Quand on parle d'un prospect on utilise souvent des termes techniques, on fouille, on dissèque, on farfouille les chiffres, les stats, on coche des cases, on raye des noms, on range par groupe : on sort de l'humain. Quand on parle de Jason Preston, on parle d'abord de lui, de son parcours, de son histoire. Jason Preston a été élevé par une mère célibataire, elle est morte d'un cancer quand il avait quinze ans. Alors, il a vécu avec un ami, il jouait déjà au basketball, au lycée, lors de sa dernière année, il inscrivait deux points de moyenne. Lors des tournois de fin d'année en AAU (où les joueurs se regroupent pour former des équipes indépendantes de tout lycée ou d'une fac'), moment clé du recrutement, il parvient à intégrer une équipe, par hasard.
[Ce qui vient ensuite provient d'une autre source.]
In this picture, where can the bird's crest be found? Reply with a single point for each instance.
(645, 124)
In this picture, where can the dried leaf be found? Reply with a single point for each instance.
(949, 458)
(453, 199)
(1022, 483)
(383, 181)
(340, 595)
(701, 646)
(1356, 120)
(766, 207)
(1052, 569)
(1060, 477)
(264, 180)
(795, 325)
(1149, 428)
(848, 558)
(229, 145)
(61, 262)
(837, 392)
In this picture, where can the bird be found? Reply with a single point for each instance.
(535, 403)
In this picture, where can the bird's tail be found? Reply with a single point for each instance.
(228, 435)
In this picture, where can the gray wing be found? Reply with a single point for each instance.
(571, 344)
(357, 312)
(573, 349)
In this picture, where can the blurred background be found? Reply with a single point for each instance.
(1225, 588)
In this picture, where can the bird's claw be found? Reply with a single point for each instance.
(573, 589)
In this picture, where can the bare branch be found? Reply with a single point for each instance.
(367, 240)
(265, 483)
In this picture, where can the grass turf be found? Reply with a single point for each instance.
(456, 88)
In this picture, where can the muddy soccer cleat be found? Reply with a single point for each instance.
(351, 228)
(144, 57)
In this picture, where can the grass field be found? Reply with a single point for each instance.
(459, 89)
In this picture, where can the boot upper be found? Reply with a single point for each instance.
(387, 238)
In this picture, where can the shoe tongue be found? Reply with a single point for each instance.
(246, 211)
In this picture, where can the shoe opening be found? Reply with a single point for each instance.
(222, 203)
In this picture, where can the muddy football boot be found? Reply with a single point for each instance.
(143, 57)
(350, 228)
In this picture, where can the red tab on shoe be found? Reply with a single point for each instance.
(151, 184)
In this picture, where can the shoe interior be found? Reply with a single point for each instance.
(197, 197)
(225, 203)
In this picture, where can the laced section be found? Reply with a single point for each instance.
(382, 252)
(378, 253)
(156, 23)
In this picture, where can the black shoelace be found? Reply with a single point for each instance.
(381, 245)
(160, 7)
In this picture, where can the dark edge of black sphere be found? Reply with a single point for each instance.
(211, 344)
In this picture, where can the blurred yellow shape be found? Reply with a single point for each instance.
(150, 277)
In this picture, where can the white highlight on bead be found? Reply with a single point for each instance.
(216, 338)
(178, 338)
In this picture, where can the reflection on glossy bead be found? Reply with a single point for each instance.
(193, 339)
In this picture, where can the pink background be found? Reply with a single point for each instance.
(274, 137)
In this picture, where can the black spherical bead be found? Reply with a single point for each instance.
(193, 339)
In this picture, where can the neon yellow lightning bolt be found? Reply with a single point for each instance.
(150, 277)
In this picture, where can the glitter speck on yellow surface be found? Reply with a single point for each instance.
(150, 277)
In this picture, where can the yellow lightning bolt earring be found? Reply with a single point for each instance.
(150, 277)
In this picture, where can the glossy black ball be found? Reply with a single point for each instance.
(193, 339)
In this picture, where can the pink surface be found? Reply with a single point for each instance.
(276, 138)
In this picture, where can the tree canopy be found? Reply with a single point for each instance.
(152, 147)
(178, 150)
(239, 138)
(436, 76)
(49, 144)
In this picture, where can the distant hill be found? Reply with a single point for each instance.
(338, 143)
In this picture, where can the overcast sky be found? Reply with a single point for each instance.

Il joue bien, il relève la tête, il s'inscrit dans une académie de basketball, il réalise sa propre mixtape. Quelques semaines plus tard, une offre tombe, Ohio, université de conférence moyenne. Dès la première année, il devient rapidement titulaire, mais score peu. Sophomore, il porte le ballon, il est indispensable, score 17 points de moyenne, plus six rebonds et sept passes décisives. Il réédite les mêmes stats ou presque, avec de l'efficacité supplémentaire, cette saison. Le voyage a débuté en dernière année de lycée, il mesurait à peine 1m80, pour 64kg. Désormais, l'ardoise est à 1m93 en chaussures, presque 85kg, à quelques minutes peut-être de la NBA.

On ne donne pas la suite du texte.